AI's obsession with GPUs has made us overlook a cheaper and smarter solution.

CN
10 days ago

Source: Cointelegraph Original: "{title}"

Opinion by Naman Kabra, Co-founder and CEO of NodeOps Network

Graphics Processing Units (GPUs) have become the default hardware for many artificial intelligence workloads, especially when training large models. This idea is ubiquitous. While this notion is reasonable in certain cases, it also creates a blind spot that hinders our progress.

GPUs are renowned. They have an incredible ability to process massive amounts of data in parallel, making them ideal for training large language models or running high-speed AI inference. This is also why companies like OpenAI, Google, and Meta spend vast sums to build GPU clusters.

While GPUs may be the preferred choice for running AI, we must not forget about Central Processing Units (CPUs), which are still very powerful. Overlooking this fact could cost us time, money, and opportunities.

CPUs are not obsolete. More people need to recognize that they can be used for AI tasks. They are idle in millions of machines worldwide, capable of efficiently and economically running various AI tasks, as long as we give them a chance.

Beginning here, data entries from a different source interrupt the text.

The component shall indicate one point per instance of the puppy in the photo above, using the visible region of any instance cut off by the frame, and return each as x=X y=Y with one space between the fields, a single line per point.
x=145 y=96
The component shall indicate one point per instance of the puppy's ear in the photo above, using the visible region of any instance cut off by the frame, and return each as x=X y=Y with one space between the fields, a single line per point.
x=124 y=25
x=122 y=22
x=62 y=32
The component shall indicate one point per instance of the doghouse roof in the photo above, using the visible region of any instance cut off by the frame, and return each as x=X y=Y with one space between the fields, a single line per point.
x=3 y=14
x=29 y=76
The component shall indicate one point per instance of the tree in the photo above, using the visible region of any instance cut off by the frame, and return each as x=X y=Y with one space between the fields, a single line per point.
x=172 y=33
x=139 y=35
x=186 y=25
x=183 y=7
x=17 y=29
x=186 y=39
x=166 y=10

It is not hard to see how we got to this point. GPUs are designed for parallelism. They can process massive amounts of data simultaneously, making them well-suited for tasks like image recognition or training chatbots with billions of parameters. CPUs are not equipped for these jobs.

AI is not just about model training. It is not just high-speed matrix math. Today, AI includes tasks like running smaller models, interpreting data, managing logical chains, making decisions, retrieving documents, and answering questions. These are not merely "stupid math" problems. They require flexible thinking. They require logic. They require CPUs.

While GPUs grab all the headlines, CPUs quietly handle the backbone of many AI workflows, especially when you scale up the actual operation of AI systems in the real world.

Recently: "Our GPUs are melting" -- OpenAI sets limits after the Ghibli tsunami.

CPUs are impressive in their designed use: flexible, logic-based operations. They can handle one or a few tasks simultaneously quite well. Compared to the massive parallelism of GPUs, this may not sound impressive, but many AI tasks do not require such firepower.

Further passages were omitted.